Signed this 21st day of October, 2002.

SHARON CLONINGER
Administrative Law Judge
STATE OFFICE OF ADMINISTRATIVE HEARINGS

  1. A metacarpal is any bone of the metacarpus of the human hand. The metacarpus is the part of the human hand between the carpus and the phalanges that contains five elongated bones. Merriam-Webster’s Medical Dictionary, 1995, p. 413. The carpus is the wrist. Id. at 98.
  2. A tendon is a tough cord or band of dense white fibrous connective tissue that unites a muscle with some other part, and transmits the force which the muscle exerts. Id. at 691. An extensor is a muscle tending to extend a bodily part. Id. at 223. Avulsions are a tearing away of the body part either accidentally or surgically. Id. at 58.
  3. The MRD recommended full payment, but stated the amount of reimbursement for all 26 sessions was $140.00, with no further explanation.

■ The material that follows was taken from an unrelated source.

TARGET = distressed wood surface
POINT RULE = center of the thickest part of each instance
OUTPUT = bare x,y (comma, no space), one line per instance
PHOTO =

  4. The MRD only recommended a total of $569.00 in payment for the 23 joint mobilization procedures, but multiplying 23 treatments times the $43.00 per treatment MAR, results in $989.00.

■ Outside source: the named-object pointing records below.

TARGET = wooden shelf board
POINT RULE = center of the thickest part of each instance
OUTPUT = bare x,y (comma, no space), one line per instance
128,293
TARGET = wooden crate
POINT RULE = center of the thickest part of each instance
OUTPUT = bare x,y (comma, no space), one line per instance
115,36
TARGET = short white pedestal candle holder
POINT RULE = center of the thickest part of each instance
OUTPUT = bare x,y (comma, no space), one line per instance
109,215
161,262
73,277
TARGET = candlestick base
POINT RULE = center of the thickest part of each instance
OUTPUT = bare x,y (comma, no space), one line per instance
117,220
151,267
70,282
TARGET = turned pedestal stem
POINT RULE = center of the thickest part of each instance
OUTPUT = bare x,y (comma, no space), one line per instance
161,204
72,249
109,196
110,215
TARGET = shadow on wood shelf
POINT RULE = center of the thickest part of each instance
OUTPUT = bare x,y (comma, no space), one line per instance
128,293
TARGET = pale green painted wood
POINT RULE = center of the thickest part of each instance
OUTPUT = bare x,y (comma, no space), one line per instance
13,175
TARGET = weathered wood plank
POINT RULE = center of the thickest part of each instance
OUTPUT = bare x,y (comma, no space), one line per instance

  5. The WH modifier is used with CPT Codes 97545 and 97546 when work hardening, as opposed to work conditioning, is performed. (MFG at 44).
  6. The FC modifier is used with CPT Code 97750 when a functional capacity evaluation is performed.
  7. The MT modifier is used with CPT Code 97750 when muscle testing is performed. (MFG at 43).
  8. The MP modifier is added to the evaluation and management code when the first manipulation for the visit is performed. (MFG at 43).
  9. If Carrier had wished to deny reimbursement based on lack of medical necessity, payment exception codes “U” or “V” should have been used instead of payment exception codes “T,” “N”and “F,” which do not relate to lack of medical necessity.
  10. E.g., Docket Nos. 453-99-3399.M5 (ALJ Pacey); 453-96-1446.M4 (ALJ Corbitt); and 453-97-0973.M4 (ALJ Card).
  11. See SOAH Docket Nos. 453-96-1446.M4 and 453-96-0817.M4 (ALJ Corbitt); 453-97-0973.M4 (ALJ Card); 453-96-0175.M2 (ALJ Lynch); and 453-97-1189.M2 (ALJ Hunn).